On a recent night, I added bacon to a simple pasta sauce. Regular readers know it won’t end up that simple, but it’s a good place to start.
It’s actually a pretty standard recipe that I borrowed from Mark Bittman. It’s essentially one 28 oz. can of whole tomatoes crushed up with your hands, a small handful of basil leaves added to a bunch of good olive oil and enough garlic to wipe the Twilight series from the memories of an entire generation of teen girls. Usually, I make this dish with Spanish chorizo, but I’ve lost my source of good Spanish chorizo and hunted for a decent substitute.
I used Applegate Farms turkey bacon. Here, the word “bacon” makes turkey thigh meat better. In fact, it is some of the best bacon I’ve ever had and it cuts out lots of calories and saturated fat.
Bacon is undergoing a renaissance after many years with a bad reputation that, I submit, was due largely to bad bacon. Pick up the average name brand package of bacon at the store, look in the little window on the back of the package and you’ll see a mass of fat whispering to you about a place where meat might once have been. But, don’t worry. That fat has been salted to within an inch of its life so it can stay on the shelf until some father who knows no better picks it up as a treat for the kids.
New sources of bacon such as Pederson's Farms, Applegate Farms and others are leading this renaissance. These bacons are largely uncured which means they actually taste like something other than salt and the animals themselves are allowed to move from time to time so they develop meat along with the fat on their bellies. Things get better. At Whole Foods Markets, you can also buy pork belly and they will just give you the recipe for turning it into bacon.
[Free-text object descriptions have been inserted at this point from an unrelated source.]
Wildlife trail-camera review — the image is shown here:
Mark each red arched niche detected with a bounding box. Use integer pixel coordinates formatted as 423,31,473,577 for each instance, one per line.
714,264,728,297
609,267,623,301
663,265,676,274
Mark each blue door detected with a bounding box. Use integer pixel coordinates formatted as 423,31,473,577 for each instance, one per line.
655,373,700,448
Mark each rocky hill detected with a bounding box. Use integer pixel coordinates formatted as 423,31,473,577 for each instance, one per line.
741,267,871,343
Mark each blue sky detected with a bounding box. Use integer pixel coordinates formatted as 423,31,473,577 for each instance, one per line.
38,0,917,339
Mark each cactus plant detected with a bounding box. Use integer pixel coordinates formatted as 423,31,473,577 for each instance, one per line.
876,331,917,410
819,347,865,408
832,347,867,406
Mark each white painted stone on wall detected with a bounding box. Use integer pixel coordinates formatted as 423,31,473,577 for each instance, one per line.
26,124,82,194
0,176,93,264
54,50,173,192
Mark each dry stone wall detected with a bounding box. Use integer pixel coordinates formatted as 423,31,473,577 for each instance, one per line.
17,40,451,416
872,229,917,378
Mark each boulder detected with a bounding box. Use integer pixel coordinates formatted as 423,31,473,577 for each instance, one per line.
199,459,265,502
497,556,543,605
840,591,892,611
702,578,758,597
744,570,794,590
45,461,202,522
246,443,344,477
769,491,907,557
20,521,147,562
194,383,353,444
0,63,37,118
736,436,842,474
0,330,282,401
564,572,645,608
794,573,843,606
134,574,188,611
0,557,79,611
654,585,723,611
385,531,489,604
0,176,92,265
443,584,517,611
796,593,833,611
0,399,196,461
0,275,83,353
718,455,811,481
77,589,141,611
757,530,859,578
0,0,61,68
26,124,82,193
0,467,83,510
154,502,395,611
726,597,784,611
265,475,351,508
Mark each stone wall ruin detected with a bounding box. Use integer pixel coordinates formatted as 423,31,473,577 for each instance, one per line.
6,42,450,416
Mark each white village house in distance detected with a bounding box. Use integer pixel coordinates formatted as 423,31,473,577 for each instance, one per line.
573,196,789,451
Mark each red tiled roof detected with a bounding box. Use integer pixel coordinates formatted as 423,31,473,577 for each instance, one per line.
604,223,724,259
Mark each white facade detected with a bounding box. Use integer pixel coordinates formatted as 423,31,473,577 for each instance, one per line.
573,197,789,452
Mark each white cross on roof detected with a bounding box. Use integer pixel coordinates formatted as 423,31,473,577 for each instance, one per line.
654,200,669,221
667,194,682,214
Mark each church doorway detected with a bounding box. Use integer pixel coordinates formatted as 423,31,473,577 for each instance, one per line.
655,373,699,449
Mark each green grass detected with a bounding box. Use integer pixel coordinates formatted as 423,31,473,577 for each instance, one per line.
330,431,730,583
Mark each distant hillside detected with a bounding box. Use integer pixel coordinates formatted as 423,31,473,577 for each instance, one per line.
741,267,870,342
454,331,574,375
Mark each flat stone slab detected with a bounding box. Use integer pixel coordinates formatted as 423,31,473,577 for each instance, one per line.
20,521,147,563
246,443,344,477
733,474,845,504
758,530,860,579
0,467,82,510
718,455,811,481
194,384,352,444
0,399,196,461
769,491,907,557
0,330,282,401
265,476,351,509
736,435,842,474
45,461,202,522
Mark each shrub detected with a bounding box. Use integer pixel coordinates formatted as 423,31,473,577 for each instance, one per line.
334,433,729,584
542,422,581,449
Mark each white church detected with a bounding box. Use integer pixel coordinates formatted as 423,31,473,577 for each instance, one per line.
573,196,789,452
Is this a great country, or what?
The bacon renaissance is leading to a certain symbolic quality being attached to bacon. Bacon makes everything better.
You might have seen commercials calling for a “bacon latte.” Bacon shows up in the new generation of designer burger restaurants. And it’s difficult to find chefs who don’t use bacon to make traditional dishes better. In fact, this idea that bacon makes anything better animates a video from Youtube sensations Rhett and Link.
And if you’re a parent who does not know who Rhett and Link are, then you need cooler children. Or perhaps you could just rub some bacon on them.